Function parseNormalizationStats(const std::string&, int, const std::vector<std::string>&)
Defined in File checkFun.h
Function Documentation
-
std::tuple<std::vector<int>, bool, std::vector<double>, std::vector<double>> parseNormalizationStats(const std::string &normalizationFile, int nbAttributes, const std::vector<std::string> &attributes = std::vector<std::string>())
Parses a normalization file to extract statistical data.
This function reads a normalization file and extracts statistical information such as attribute indices, wether mean or median was used for normalization mean/median and standard deviations values. It handles files with either numeric indices or attribute names. The function also checks for consistency in the usage of mean or median across the file and detects duplicate indices.
- Parameters:
normalizationFile – The path to the normalization file to be parsed.

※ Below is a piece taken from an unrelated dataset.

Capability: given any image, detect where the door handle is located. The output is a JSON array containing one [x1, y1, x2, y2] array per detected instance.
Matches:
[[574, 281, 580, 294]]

nbAttributes – The number of attributes expected in the file.
attributes – Optional list of attribute names. If provided, the function will parse the file based on attribute names instead of numeric indices.
- Throws:
FileContentError – If there is a mismatch in the number of attributes, or if the file format is incorrect.
FileNotFoundError – If the normalization file cannot be opened or found.
- Returns:
A tuple containing four elements in the following order:
A vector of attribute indices (int).
A boolean flag indicating whether the file uses ‘median’ (true) or ‘mean’ (false).
A vector of mean or median values (double) extracted from the file.
A vector of standard deviations values (double) extracted from the file.